Such drilling comes with the real risk of catastrophic accident. A spill of the magnitude of 2010’s Deepwater Horizon in the Arctic Ocean would devastate sensitive ocean ecosystems and the communities that depend on them and cost Shell tens of billions of dollars. Ice, weather, darkness, and the lack of infrastructure in the remote and dangerous Arctic would make clean up especially difficult. Shell knows these risks well. Its last efforts to drill in the Arctic Ocean resulted in a series of mishaps, culminating in the grounding of its drill rig, the Kulluk. And yet Shell has provided its investors only boilerplate generalities about the potential for future accidents and insufficient plans for response.
Shell has also failed to address successful court challenges brought by Alaska Native entities, local government bodies, and conservation organizations that have identified serious problems with the government’s analysis of the potential impacts of Arctic Ocean leasing and drilling.

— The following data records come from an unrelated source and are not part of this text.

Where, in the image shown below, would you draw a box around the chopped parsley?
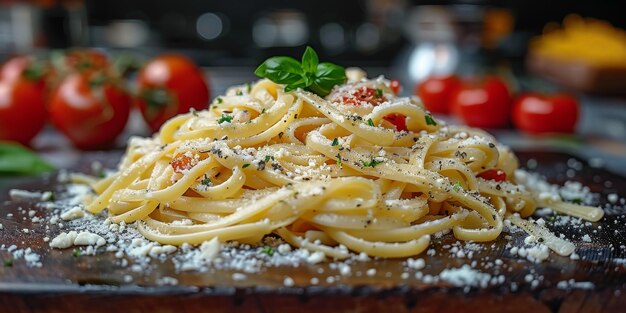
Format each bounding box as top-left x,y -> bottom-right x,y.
361,159 -> 383,167
424,114 -> 437,126
337,153 -> 343,169
217,114 -> 233,124
452,181 -> 463,191
261,246 -> 274,256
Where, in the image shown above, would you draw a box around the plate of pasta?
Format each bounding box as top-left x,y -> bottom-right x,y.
0,49 -> 623,312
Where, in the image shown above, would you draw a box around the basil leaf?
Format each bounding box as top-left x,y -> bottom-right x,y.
302,47 -> 319,73
254,57 -> 304,85
0,142 -> 54,176
254,47 -> 346,97
309,63 -> 346,97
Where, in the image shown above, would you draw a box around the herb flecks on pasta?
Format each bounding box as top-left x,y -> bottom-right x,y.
87,72 -> 602,258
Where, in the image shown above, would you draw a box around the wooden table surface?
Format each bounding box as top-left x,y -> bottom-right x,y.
0,151 -> 626,313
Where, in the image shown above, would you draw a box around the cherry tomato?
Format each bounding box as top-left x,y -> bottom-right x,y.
341,87 -> 408,131
389,79 -> 402,95
0,57 -> 48,145
50,72 -> 132,149
383,114 -> 409,131
415,76 -> 461,114
170,153 -> 198,173
341,87 -> 387,106
136,54 -> 211,131
451,77 -> 511,128
513,93 -> 579,134
478,168 -> 506,182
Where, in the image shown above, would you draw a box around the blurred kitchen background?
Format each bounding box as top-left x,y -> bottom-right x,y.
0,0 -> 626,83
0,0 -> 626,172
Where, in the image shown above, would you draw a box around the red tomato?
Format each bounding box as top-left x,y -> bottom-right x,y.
477,168 -> 506,182
341,87 -> 387,105
50,72 -> 132,149
136,54 -> 211,131
170,153 -> 198,173
64,49 -> 111,71
415,76 -> 461,114
383,114 -> 409,131
389,79 -> 402,95
513,93 -> 579,134
0,57 -> 47,145
451,77 -> 511,128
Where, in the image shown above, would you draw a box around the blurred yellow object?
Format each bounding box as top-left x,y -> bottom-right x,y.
530,15 -> 626,67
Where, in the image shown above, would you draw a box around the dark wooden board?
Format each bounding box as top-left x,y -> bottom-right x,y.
0,151 -> 626,312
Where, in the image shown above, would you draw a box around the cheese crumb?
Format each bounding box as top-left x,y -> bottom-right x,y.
61,206 -> 85,221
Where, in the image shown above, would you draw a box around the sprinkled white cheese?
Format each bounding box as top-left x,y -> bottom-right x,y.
50,231 -> 78,249
74,231 -> 106,247
306,251 -> 326,264
61,206 -> 85,221
200,237 -> 221,264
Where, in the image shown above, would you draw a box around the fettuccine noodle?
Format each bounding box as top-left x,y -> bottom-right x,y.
87,75 -> 602,258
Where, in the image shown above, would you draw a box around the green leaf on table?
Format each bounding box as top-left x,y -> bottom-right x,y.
0,142 -> 54,176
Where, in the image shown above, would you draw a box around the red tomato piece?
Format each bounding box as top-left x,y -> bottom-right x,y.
415,76 -> 461,114
383,114 -> 408,131
341,87 -> 387,106
452,77 -> 511,128
0,56 -> 48,145
389,79 -> 402,95
478,168 -> 506,182
170,153 -> 198,173
135,54 -> 211,132
513,93 -> 580,134
50,72 -> 132,149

In a letter to the Department of the Interior, the company calls these cases justification to have its leases extended. Investors deserve the full story.
Fair and full disclosure of risks is an important part of good decisions about ocean resources, and the law requires companies like Shell to do their part. With better information, including proper corporate disclosures, shareholders, government agencies and the public might insist that Shell wait rather than rush ahead. A formal investigation by the SEC is a step toward fostering a more fully informed debate and consideration about whether and under what conditions resource extraction could occur in the U.S. Arctic Ocean. Oceana asks the SEC to take action and investigate Shell.